Alexander Ring
Student Award of Excellence Winner
Alexander Ring
The University of British Columbia (Thesis Advisor: Raymond Cole, FRAIC)

Sea levels could rise several metres by the end of this century, while extreme weather events simultaneously increase in frequency and severity. These pressures are already beginning to force coastal populations to migrate to higher elevations.
Polyvalent Adaptations proposes to create networks of soft and hard infrastructures that meet current needs for resource independence, while also offering emergency support in the aftermath of severe storms. Ultimately, these infrastructures become armatures guiding new, more resilient settlement patterns.

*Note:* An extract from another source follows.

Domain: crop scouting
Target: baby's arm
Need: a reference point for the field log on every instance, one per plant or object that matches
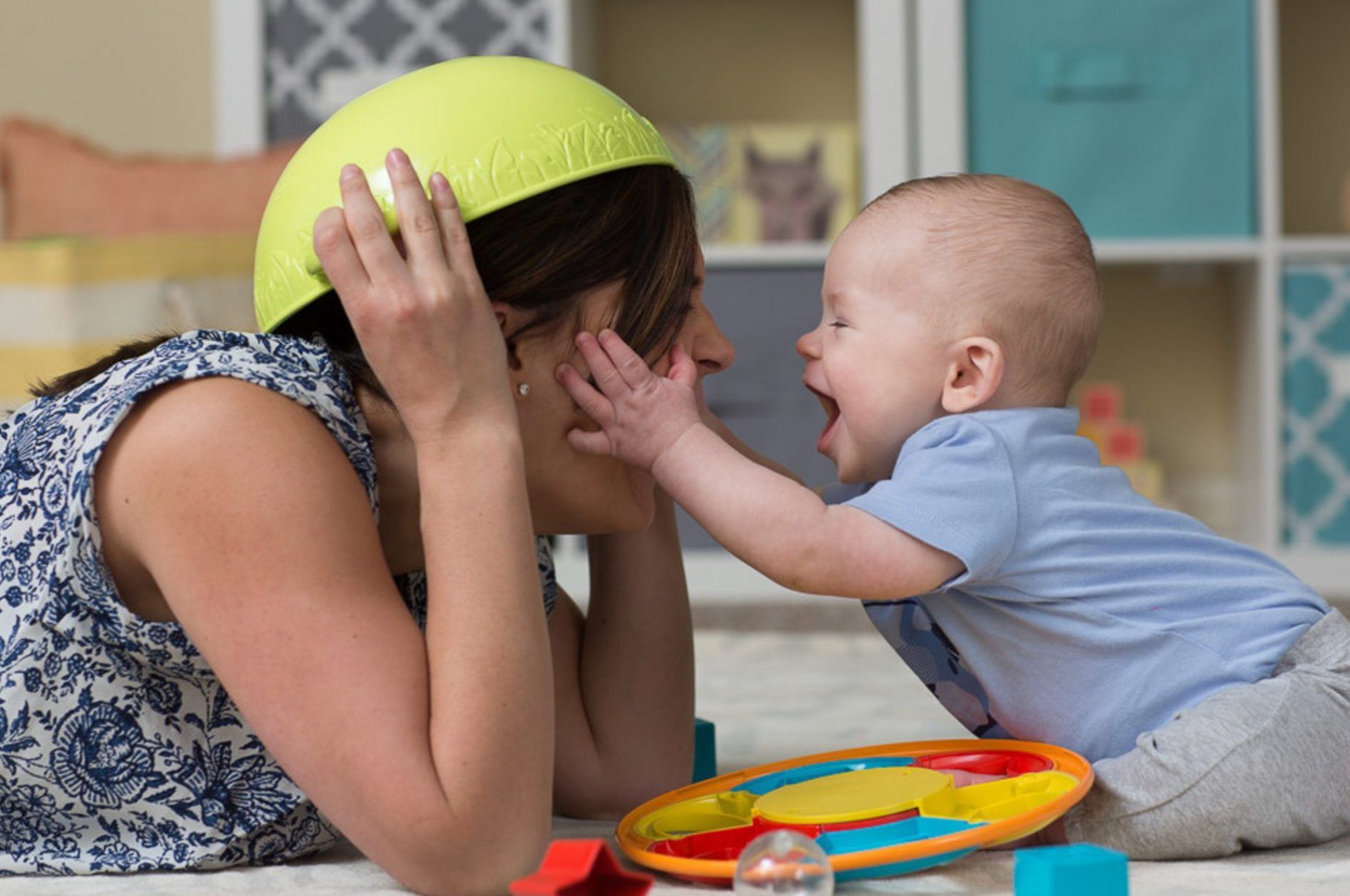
(767, 520)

The author chose Tongatapu, a low-lying island home to 70,000 Tongans—and a place that could lose half of its land to the ocean in the coming decades—as a test location.
The thesis takes the form of a narrative spanning from 2020 to 2080, centred on a Tongan named Fokai. When he is 17 and living on his family’s farm near the sea, the Vaota (“forest” in Tongan) is being developed as a new infrastructure strip, stretching the length of the island along the 20-metre elevation line. Planted with trees, it also contains resources such as a market and a water treatment facility. Over the course of Fokai’s lifetime, the pre-planned intensification of the Vaota enables it to become his refuge after a catastrophic hurricane and flood in 2045, and ultimately, the site of his new home in Tongatapu’s trans-planted capital.